Menurut A.H Rahadian, STIAMI, untuk menyusun strategi RIAU HIJAU setidaknya ada 4 komponen yang perlu diperhatikan yaitu pemerataan, partisipasi, keanekaragaman, integrasi, dan perspektif jangka panjang (1) Pembangunan yang Menjamin Pemerataan dan Keadilan Sosial; Pembangunan yang berorientasi pemerataan dan keadilan sosial harus dilandasi hal-hal seperti: meratanya distribusi sumber lahan dan faktor produksi , meratanya ekonomi yang dicapai dengan keseimbangan distribusi kesejahteraan. Aspek etika lainnya yang perlu menjadi perhatian pembangunan berkelanjutan adalah prospek generasi masa datang yang tidak dapat dikompromikan dengan aktivitas generasi masa kini. (2) Pembangunan yang Menghargai Keanekaragaman; Pemeliharaan keanekaragaman hayati adalah prasyarat untuk memastikan bahwa sumber daya alam selalu tersedia secara berkelanjutan untuk masa kini dan masa datang. Keanekaragaman hayati juga merupakan dasar bagi keseimbangan ekosistem. (3) Pembangunan yang Menggunakan Pendekatan Integratif; Pembangunan berkelanjutan mengutamakan keterkaitan antara manusia dengan alam. Manusia mempengaruhi alam dengan cara yang bermanfaat atau merusak. Dengan menggunakan pengertian ini maka pelaksanaan pembangunan yang lebih integratif merupakan konsep pelaksanaan pembangunan yang dapat dimungkinkan. (4) Pembangunan yang Meminta Perspektif Jangka Panjang; persepsi jangka panjang adalah perspektif pembangunan yang berkelanjutan. Untuk mewujudkan RPJMD Hijau 2019-2024, strategi yang ditempu tentunya adalah action plan strategy, yang mampu menuntaskan atau paling tidak mengurangi kerusakan lingkungan yang lebih parah lagi.

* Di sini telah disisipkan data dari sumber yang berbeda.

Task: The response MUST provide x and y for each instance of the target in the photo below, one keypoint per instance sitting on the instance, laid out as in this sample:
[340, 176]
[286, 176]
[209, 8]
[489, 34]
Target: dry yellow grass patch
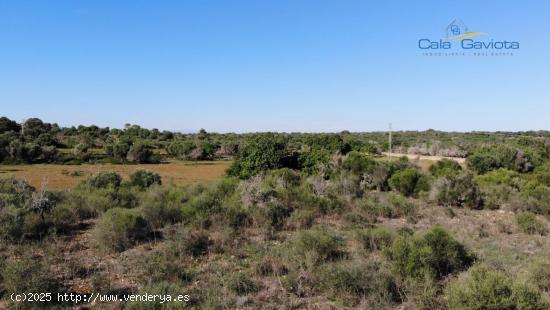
[63, 176]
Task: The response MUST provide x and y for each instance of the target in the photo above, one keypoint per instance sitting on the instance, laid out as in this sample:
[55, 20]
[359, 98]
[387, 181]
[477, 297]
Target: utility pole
[389, 142]
[23, 126]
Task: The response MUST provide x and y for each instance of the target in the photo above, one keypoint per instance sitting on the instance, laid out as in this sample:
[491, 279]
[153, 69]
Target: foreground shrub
[143, 179]
[482, 288]
[352, 281]
[528, 223]
[120, 228]
[376, 239]
[315, 246]
[435, 254]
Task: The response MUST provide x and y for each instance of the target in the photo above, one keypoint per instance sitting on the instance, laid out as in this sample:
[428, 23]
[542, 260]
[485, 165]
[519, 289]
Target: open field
[69, 176]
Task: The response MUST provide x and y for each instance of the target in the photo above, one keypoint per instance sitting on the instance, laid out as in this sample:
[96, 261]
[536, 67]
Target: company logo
[457, 31]
[459, 37]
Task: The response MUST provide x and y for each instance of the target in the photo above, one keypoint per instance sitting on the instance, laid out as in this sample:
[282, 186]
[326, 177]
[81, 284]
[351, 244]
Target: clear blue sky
[271, 65]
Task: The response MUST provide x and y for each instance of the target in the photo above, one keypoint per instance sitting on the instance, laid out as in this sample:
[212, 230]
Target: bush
[104, 180]
[482, 288]
[406, 181]
[121, 228]
[262, 153]
[445, 167]
[376, 239]
[242, 283]
[140, 152]
[460, 191]
[316, 246]
[187, 241]
[435, 254]
[28, 275]
[528, 223]
[540, 275]
[353, 281]
[143, 179]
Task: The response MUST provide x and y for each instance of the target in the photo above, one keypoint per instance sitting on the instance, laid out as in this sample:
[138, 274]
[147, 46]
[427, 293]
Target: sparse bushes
[445, 167]
[409, 182]
[121, 228]
[103, 180]
[482, 288]
[28, 275]
[143, 179]
[352, 281]
[460, 191]
[140, 152]
[189, 242]
[376, 239]
[435, 254]
[316, 246]
[528, 223]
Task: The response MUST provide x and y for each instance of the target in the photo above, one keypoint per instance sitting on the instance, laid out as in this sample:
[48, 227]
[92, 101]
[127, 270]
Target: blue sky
[280, 65]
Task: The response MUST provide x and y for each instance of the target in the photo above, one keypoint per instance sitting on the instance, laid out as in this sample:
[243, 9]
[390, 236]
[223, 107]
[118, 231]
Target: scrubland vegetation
[300, 221]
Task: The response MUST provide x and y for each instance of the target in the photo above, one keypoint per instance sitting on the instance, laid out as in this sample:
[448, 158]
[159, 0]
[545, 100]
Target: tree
[263, 152]
[140, 152]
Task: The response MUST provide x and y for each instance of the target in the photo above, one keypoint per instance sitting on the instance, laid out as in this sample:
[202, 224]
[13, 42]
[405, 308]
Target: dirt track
[459, 160]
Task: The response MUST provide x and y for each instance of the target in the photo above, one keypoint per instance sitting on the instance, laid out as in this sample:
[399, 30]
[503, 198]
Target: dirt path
[459, 160]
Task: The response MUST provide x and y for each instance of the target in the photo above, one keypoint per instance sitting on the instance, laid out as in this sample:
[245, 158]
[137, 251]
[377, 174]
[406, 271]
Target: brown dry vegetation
[61, 177]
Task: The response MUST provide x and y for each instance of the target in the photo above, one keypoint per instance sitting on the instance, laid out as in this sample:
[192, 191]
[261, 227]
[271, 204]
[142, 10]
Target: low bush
[460, 191]
[528, 223]
[103, 180]
[482, 288]
[143, 179]
[187, 241]
[243, 283]
[353, 281]
[435, 254]
[119, 229]
[315, 246]
[28, 275]
[408, 182]
[376, 239]
[444, 168]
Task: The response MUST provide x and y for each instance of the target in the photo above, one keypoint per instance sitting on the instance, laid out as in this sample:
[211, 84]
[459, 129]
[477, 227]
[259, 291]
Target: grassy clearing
[69, 176]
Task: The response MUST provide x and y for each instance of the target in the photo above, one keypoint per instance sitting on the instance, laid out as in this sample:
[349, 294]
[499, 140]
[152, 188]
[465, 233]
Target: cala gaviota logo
[459, 36]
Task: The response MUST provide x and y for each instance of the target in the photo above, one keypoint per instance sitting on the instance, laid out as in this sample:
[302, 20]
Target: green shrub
[435, 254]
[119, 229]
[141, 152]
[460, 191]
[482, 288]
[316, 246]
[376, 239]
[445, 167]
[352, 281]
[405, 181]
[359, 163]
[103, 180]
[540, 275]
[143, 179]
[528, 223]
[187, 241]
[499, 177]
[243, 283]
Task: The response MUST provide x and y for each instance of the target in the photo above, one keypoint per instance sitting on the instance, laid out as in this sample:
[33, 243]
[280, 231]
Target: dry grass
[69, 176]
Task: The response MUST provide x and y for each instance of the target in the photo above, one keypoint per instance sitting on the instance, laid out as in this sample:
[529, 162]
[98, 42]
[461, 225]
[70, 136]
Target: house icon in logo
[455, 28]
[457, 31]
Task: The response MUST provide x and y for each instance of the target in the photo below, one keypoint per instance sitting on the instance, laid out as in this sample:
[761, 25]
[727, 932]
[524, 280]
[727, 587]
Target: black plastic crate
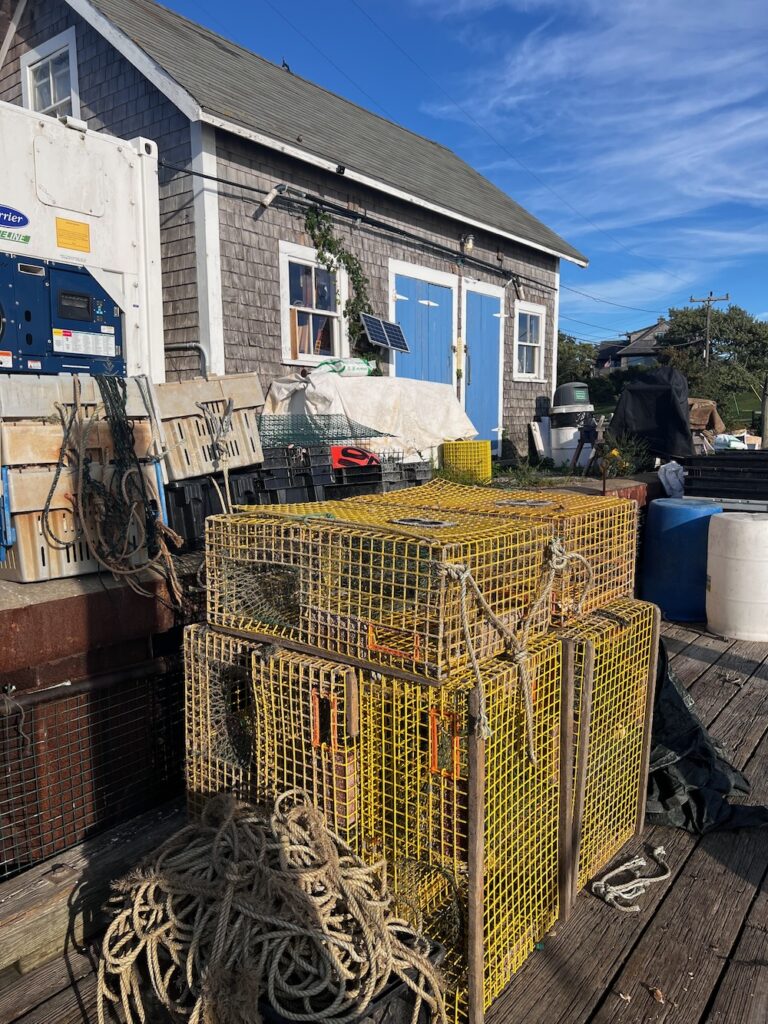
[188, 503]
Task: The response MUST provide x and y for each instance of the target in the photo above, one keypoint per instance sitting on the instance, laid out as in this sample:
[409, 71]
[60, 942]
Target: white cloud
[640, 112]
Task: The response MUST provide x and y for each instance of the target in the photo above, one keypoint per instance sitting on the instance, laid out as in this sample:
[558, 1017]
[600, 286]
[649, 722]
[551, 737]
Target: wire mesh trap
[601, 529]
[79, 759]
[378, 586]
[414, 771]
[261, 721]
[387, 760]
[470, 459]
[613, 649]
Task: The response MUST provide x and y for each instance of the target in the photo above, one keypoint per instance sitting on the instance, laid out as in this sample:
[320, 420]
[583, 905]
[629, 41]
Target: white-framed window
[311, 306]
[49, 77]
[529, 341]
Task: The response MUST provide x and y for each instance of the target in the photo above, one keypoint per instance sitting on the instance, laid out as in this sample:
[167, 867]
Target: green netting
[307, 430]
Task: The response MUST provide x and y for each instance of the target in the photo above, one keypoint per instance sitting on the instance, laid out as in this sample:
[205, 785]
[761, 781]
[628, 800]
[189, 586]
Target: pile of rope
[248, 903]
[115, 512]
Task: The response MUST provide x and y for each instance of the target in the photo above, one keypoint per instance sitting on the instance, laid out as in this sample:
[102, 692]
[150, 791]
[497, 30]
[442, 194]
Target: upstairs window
[311, 299]
[529, 334]
[49, 77]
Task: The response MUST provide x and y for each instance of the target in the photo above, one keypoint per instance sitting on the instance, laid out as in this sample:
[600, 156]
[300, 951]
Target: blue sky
[637, 129]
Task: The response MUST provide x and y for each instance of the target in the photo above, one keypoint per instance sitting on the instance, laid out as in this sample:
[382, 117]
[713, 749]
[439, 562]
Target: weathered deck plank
[680, 957]
[742, 995]
[565, 983]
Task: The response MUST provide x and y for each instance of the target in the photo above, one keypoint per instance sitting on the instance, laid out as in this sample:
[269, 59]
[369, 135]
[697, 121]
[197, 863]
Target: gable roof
[240, 91]
[645, 341]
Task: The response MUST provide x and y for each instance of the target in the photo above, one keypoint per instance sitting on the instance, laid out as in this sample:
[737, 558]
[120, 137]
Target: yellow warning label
[73, 235]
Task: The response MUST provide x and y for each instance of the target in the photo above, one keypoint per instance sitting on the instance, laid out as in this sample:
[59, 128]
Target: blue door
[481, 368]
[425, 312]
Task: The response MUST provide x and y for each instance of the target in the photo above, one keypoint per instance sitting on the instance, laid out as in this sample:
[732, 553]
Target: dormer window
[49, 77]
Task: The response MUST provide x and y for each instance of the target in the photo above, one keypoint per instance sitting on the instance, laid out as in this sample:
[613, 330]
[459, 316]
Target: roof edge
[138, 57]
[328, 165]
[189, 107]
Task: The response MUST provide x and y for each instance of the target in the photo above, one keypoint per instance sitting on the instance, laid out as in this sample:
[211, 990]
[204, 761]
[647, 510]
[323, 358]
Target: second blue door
[481, 370]
[425, 311]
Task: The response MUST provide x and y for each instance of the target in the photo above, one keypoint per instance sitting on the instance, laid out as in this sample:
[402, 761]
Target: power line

Beberapa strategi yang diusulkan CSO dalam mewujudkan RIAU HIJAU dalam 5 tahun kedepan antara lain: (1) Pengembangan skema insentif fiskal kepada Pemerintah kabupaten melalui bantuan keuangan berbasis ekologis untuk pelestarian dan perlindungan lingkungan hidup; (2) Pengembangan satu data terpadu sebagai basis data dan informasi pemerintah daerah; (3) Peningkatan kualitas air, kualitas udara dan kualitas tutupan lahan; (4) Pengurangan Kerusakan lingkungan, memperluas konservasi dan restorasi gambut; (5) Peningkatan jumlah ruang terbuka hijau di wilayah perkotaan; (6) Peningkatan peran serta masyarakat dan Desa dalam pencegahan kebakaran hutan dan lahan; (7) Peningkatan peran masyarakat dalam mengelola hutan dan lahan melalui fasilitasi penyiapan permohonan izin, pembinaan, akses permodalan dan pengembangan usaha; (8) Pengembangan kelembagaan penyelesaian konflik berbasis multi pihak di tingkat Provinsi Riau. Untuk mengejawantahkan strategi ini, maka perlu disusun Arah Kebijakan, Program dan Kegiatan lintas Perangkat Daerah Provinsi dan Kabupaten/Kota terkait, sekaligus perlunya strategi mandatori anggaran dalam RPJMD Hijau 2019-2024. ***

Penulis: Rahmad Rahim. Ia merupakan Fungsional Perencana Madya - Bappeda Provinsi Riau.